Die heilsame Wirkung des Chantens

Singen ist ein Lebenselixier. Es sollte eigentlich ärztlich verschrieben werden, denn seine positive und heilsame Wirkung ist inzwischen wissenschaftlich erwiesen. Singen schüttet Glückshormone aus, stimuliert den Parasympathikus, was uns entspannen lässt, es wirkt sich regulierend auf das Herz-Kreislaufsystem aus, fördert die Entschlackung, regt die Durchblutung an, erhöht die Sauerstoffsättigung und damit die Konzentrationsfähigkeit, neuronale Verbindungen werden geknüpft… und das in jedem Alter.

Die Töne, die unsere Stimmbänder erzeugen, sind Schwingungen, die alle Resonnanzräume in unserem Körper mitschwingen lassen, Blockaden lösen. Wir sind im wahrsten Sinne des Wortes belebt und beschwingt. Das darf ich auch aus eigener Erfahrung bestätigen. Sänger, die abgespannt und gestresst vom Alltag ankamen, müde, leer, mit matten Augen, haben im Chanten zurück zur Freude gefunden und sind mit leuchtenden Augen nach Hause gegangen.

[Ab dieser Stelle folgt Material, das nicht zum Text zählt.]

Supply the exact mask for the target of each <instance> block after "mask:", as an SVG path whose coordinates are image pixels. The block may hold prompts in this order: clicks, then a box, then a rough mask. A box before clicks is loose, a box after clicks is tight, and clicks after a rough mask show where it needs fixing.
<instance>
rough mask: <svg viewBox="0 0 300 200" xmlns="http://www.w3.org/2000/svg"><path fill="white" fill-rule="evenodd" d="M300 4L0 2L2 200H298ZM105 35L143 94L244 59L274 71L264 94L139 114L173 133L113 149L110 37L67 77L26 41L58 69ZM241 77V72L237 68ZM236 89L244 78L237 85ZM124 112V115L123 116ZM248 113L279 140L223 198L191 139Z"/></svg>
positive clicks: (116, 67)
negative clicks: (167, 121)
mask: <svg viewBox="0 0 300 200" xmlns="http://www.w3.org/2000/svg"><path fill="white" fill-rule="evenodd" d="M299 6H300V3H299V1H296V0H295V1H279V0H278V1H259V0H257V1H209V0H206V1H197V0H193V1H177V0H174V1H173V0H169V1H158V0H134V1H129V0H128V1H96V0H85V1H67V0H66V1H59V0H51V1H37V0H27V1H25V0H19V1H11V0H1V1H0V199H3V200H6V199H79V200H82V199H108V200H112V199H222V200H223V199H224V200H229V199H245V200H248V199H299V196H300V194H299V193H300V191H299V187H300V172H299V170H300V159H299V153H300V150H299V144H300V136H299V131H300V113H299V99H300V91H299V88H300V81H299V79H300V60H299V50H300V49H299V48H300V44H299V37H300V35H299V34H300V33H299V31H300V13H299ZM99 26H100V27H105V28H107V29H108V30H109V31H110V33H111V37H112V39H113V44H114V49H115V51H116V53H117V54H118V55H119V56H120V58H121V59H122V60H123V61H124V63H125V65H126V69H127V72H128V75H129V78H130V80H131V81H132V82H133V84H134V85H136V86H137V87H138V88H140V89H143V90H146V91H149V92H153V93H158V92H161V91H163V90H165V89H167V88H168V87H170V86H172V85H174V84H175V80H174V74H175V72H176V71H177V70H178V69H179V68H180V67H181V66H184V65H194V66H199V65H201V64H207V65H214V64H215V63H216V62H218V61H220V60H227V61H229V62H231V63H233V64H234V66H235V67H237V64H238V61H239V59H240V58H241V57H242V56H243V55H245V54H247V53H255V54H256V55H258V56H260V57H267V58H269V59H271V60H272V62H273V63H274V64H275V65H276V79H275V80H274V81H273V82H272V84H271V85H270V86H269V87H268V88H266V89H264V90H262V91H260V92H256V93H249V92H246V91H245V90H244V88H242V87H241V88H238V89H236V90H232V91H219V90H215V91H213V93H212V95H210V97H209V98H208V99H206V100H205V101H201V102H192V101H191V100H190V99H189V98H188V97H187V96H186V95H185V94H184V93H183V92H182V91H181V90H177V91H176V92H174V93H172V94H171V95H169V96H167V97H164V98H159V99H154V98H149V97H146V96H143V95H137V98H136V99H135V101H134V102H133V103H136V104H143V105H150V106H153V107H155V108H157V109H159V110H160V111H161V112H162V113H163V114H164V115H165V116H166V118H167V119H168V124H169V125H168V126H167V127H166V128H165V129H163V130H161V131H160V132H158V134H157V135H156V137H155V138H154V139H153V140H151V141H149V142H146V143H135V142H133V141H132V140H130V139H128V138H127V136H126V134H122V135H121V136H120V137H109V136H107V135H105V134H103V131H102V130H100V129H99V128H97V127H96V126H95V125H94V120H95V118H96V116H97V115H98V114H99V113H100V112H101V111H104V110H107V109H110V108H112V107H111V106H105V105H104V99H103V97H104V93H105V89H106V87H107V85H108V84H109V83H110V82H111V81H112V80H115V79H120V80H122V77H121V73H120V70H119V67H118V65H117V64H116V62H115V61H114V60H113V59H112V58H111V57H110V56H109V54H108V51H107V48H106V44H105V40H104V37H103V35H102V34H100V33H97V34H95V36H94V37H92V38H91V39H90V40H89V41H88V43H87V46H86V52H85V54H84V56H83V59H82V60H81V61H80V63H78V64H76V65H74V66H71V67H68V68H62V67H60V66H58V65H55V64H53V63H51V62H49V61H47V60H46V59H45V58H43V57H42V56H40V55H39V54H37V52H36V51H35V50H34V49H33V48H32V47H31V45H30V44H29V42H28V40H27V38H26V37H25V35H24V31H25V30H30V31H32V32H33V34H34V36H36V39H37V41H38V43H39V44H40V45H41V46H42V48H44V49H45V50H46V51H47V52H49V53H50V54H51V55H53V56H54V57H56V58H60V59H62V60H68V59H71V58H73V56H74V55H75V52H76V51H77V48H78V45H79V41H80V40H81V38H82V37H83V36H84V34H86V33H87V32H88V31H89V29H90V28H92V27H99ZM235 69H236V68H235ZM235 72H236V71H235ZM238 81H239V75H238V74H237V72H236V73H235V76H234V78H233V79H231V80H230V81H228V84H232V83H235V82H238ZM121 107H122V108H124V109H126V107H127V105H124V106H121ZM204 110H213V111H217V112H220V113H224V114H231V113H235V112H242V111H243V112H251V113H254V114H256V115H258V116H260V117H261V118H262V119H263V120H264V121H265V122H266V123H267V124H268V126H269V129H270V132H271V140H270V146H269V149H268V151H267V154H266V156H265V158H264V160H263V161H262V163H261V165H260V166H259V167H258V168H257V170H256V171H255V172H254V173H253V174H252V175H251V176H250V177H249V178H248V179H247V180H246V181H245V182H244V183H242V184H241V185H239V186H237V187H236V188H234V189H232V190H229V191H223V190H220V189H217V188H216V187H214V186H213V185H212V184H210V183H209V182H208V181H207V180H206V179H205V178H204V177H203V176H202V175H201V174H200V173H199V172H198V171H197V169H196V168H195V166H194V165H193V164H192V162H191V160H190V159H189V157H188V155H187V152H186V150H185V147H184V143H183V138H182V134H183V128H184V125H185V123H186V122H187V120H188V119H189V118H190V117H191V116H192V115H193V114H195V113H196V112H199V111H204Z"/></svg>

Im Gesang kann das einen Ausdruck oder ein Ventil finden, was sonst nicht ausgedrückt werden kann oder will. Und das gemeinsame Singen von spirituellen Liedern eröffnet uns die Chance, aus unserem Gedankenkarussell auszusteigen. Wir sind plötzlich ganz im Jetzt, achtsam nur in diesem Moment.

Außerdem erleben wir durch das aufeinander Hören ein verbindendes Gemeinschaftsgefühl, das Grenzen von Intellekt, Sprache, Weltanschauung oder Kultur hinweg überwindet.